図1及び図2において、全方向移動ロボット1は、例えばピッキング作業で使用され、荷物Mを搬送する自律走行ロボットである。ピッキング作業では、全方向移動ロボット1が作業者(図示せず)を追尾しながら、作業者が全方向移動ロボット1に荷物Mを積載する。全方向移動ロボット1は、水平面内の全方向に移動可能な全方向移動体である。水平面内の全方向は、前後方向、左右方向、斜め方向及び旋回方向である。
全方向移動ロボット1は、車体であるロボット本体2と、このロボット本体2の前後左右に配置された4つの車輪3とを備えている。ロボット本体2は、略円柱状の基台4と、この基台4の上方に配置された上下2段の荷台5,6とを有している。荷台5,6の載置面5a,6aには、荷物Mが置かれる。荷台6は、基台4に取り付けられている。荷台5は、荷台6に取り付けられている。

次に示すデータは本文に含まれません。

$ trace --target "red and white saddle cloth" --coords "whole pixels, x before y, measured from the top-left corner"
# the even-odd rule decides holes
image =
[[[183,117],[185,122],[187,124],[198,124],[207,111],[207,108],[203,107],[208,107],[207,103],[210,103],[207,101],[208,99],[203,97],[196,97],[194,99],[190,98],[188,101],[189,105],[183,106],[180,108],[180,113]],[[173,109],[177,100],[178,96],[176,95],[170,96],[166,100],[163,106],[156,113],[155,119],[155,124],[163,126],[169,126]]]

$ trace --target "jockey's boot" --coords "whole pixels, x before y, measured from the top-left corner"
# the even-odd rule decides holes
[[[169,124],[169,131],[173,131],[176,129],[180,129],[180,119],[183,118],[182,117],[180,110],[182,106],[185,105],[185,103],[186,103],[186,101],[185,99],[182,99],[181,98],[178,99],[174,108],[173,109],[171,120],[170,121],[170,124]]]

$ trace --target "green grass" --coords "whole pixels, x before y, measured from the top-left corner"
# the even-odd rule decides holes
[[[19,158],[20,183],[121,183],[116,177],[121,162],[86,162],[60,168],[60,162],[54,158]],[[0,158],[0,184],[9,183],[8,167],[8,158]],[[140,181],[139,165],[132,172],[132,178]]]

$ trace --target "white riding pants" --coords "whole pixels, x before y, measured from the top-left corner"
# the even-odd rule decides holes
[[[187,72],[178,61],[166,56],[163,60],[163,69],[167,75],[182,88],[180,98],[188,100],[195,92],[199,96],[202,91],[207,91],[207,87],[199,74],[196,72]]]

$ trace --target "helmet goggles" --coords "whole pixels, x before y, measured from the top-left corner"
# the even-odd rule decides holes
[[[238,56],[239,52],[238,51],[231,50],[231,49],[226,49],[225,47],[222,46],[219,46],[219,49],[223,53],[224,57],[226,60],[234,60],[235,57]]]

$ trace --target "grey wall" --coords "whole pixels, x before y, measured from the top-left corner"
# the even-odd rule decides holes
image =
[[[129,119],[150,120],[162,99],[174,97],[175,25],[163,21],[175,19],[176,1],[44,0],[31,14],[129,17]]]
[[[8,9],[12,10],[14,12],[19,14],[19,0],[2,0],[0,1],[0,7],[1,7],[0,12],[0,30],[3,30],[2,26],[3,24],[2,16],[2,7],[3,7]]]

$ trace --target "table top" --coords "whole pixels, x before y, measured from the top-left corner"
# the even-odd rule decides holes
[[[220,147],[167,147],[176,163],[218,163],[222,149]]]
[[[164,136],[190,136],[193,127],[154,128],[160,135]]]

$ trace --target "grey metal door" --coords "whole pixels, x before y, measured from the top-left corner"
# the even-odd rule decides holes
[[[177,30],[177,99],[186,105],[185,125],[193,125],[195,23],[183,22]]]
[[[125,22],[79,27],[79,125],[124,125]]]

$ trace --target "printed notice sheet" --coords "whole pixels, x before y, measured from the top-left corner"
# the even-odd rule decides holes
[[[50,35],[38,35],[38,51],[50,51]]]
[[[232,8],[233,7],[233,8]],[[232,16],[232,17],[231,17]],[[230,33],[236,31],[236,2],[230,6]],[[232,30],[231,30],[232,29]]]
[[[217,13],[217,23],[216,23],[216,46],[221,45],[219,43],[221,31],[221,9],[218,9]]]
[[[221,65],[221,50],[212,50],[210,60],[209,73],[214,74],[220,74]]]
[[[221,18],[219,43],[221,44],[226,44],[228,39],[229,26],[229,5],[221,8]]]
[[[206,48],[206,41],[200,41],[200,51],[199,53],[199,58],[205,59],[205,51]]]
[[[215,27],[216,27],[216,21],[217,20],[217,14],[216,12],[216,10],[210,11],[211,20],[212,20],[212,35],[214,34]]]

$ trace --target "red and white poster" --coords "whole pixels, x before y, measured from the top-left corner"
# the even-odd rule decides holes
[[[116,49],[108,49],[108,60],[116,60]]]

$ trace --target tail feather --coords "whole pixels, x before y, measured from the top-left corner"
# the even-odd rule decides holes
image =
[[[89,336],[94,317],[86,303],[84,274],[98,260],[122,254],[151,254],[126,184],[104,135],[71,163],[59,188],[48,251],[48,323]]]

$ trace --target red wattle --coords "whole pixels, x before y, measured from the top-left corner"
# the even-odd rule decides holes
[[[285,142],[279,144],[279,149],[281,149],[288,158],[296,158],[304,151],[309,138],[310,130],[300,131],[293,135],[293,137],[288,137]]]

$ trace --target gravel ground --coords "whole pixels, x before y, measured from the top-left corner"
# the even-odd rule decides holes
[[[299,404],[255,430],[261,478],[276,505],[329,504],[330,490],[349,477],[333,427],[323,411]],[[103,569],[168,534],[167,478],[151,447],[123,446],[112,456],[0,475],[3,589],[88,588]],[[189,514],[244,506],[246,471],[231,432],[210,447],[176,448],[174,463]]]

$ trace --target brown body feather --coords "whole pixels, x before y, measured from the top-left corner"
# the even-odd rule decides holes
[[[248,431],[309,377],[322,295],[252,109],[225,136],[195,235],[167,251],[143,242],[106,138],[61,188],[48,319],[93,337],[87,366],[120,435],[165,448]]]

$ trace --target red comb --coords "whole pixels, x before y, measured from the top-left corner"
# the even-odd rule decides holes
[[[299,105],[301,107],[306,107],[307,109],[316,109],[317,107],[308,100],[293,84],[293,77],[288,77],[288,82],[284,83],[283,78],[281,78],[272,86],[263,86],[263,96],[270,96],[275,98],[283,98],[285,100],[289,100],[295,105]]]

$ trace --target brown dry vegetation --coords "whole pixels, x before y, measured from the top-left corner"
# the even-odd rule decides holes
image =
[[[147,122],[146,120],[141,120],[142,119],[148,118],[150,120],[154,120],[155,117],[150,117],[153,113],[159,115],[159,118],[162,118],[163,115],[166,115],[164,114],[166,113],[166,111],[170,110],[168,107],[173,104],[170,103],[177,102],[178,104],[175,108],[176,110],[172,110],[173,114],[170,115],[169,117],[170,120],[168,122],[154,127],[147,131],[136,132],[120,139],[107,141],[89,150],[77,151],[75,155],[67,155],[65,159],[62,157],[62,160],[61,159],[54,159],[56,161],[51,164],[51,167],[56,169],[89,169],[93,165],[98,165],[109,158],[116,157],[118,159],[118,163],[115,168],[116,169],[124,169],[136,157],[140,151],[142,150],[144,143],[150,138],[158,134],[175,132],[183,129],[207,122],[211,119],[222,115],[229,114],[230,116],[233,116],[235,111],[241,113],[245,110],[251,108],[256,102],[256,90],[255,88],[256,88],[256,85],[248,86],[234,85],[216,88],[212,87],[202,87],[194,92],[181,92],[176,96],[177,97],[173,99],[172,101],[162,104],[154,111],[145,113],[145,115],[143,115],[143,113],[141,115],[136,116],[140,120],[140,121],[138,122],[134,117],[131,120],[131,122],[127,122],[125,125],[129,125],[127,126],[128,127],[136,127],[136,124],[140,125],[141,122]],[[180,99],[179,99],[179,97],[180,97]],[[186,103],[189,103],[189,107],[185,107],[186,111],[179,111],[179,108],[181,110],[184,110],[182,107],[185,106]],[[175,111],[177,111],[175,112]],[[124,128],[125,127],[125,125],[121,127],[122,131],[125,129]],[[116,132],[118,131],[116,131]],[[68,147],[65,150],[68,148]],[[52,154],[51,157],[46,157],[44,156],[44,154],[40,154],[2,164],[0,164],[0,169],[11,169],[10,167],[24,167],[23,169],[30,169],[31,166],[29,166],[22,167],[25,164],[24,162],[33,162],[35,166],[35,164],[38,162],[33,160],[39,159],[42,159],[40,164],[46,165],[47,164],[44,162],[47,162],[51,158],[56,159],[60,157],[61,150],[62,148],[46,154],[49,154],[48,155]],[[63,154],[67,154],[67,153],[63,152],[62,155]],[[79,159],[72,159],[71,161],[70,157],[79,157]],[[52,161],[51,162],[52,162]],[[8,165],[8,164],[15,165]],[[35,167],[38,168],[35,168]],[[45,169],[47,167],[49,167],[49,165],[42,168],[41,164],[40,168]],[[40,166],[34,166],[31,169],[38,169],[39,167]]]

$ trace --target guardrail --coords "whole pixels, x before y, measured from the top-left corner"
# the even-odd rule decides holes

車輪3は、例えば45度オムニホイールである。車輪3は、ロボット本体2の基台4に回転可能に取り付けられている。車輪3は、基台4の周方向に沿って等間隔に配置されている。隣り合う車輪3同士は、互いに垂直な方向を向くように配置されている。
図3は、本発明の第1実施形態に係る走行制御装置の構成を示すブロック図である。図3において、本実施形態の走行制御装置10は、全方向移動ロボット1に搭載されている。走行制御装置10は、全方向移動ロボット1を自律走行させる装置である。具体的には、走行制御装置10は、全方向移動ロボット1の荷台5,6に荷物Mが積載された後、全方向移動ロボット1を目的地まで自動的に走行させる。
走行制御装置10は、4つの走行モータ11と、指示スイッチ12と、2つのレーザセンサ13と、地図データ記憶部14と、コントローラ15とを備えている。
走行モータ11は、各車輪3をそれぞれ独立に回転駆動する。走行モータ11は、基台4に取り付けられている。走行モータ11は、車輪3よりも基台4の径方向内側に配置されている(図2参照)。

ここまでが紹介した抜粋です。